|Headrick, Marcia - FDA-CVM|
|Dargatz, D - USDA-APHIS-VS-CEAH|
Submitted to: Poultry Science Association Meeting Abstract
Publication Type: Proceedings
Publication Acceptance Date: March 15, 2002
Publication Date: August 1, 2002
Citation: CRAY,P.J., HEADRICK,M., DARGATZ,D.A., GRAY,J.T., TANKSON,J.D., LADELY,S.R., MULTIPLE ANTIMICROBIAL RESISTANCE AMONG SALMONELLA ISOLATES ORIGINATING FROM POULTRY, POULTRY SCIENCE ASSOCIATION MEETING ABSTRACT, 2002. 80(SUPPL.): 439. (ABSTR.) Technical Abstract: Antimicrobial resistance to one antimicrobial presents an uncomplicated treatment option. However, development of resistance to more than one antimicrobial may complicate treatment options. Of particular concern is the development of resistance among food borne zoonotic pathogens. The animal arm of the National Antimicrobial Resistance Monitoring System - Enteric Bacteria (NARMS) monitors for developing antimicrobial resistance among Salmonella isolates of animal origin, particularly from chickens and turkeys. Salmonella isolates were collected from federally inspected slaughter and processing plants, on-farm studies, and veterinary diagnostic laboratories. Antimicrobial susceptibility testing was conducted using the Sensititre System (Trek Diagnostics) and a custom made antimicrobial panel. Data were analyzed for multiple antimicrobial resistance, defined as resistance to greater than or equal to 2 antimicrobials. Multiple resistance was observed most often among diagnostic isolates. However, serotypes varied widely between and within chicken and turkey isolates.

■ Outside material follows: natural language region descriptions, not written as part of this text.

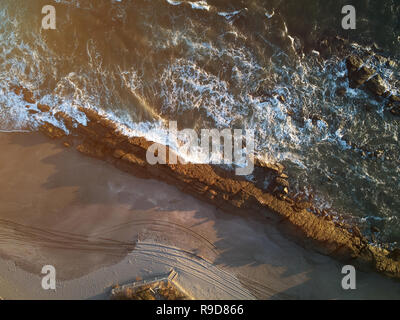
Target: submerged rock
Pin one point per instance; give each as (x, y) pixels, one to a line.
(358, 74)
(376, 85)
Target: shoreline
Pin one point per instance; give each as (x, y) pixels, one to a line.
(101, 139)
(101, 227)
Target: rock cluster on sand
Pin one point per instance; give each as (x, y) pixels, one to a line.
(267, 196)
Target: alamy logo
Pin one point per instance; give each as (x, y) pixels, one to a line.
(187, 145)
(349, 281)
(49, 280)
(49, 20)
(349, 20)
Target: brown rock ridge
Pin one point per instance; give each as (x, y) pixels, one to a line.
(101, 139)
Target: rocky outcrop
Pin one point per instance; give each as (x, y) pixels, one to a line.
(361, 76)
(266, 197)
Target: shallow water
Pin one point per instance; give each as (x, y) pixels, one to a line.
(220, 64)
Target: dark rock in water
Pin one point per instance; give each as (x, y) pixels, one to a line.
(376, 85)
(304, 205)
(375, 229)
(341, 91)
(394, 98)
(358, 74)
(395, 254)
(396, 111)
(43, 107)
(391, 63)
(282, 182)
(354, 63)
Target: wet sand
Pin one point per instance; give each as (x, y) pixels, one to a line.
(100, 226)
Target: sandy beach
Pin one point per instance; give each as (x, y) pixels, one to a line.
(99, 227)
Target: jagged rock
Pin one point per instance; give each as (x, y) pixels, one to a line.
(304, 205)
(375, 229)
(52, 131)
(396, 111)
(282, 182)
(43, 107)
(376, 85)
(395, 254)
(358, 74)
(341, 92)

Non-diagnostic serotypes from chicken were most often Salmonella Heidelberg, Kentucky, Hadar or Typhimurium while diagnostic serotypes were most often Salmonella Enteritidis, Heidelberg, Kentucky, Typhimurium, Tennessee or Hadar. Even more variability among serotypes from non-diagnostic and diagnostic isolates from turkeys was observed. Antimicrobial resistance, especially multiple resistance, varied widely among serotypes. Regardless of animal species surveyed or source surveyed, Typhimurium was both more resistant and the most multiple resistant serotype. These data indicate that multiple resistance is common among some serotypes of Salmonella but that serotype affects analysis of the data.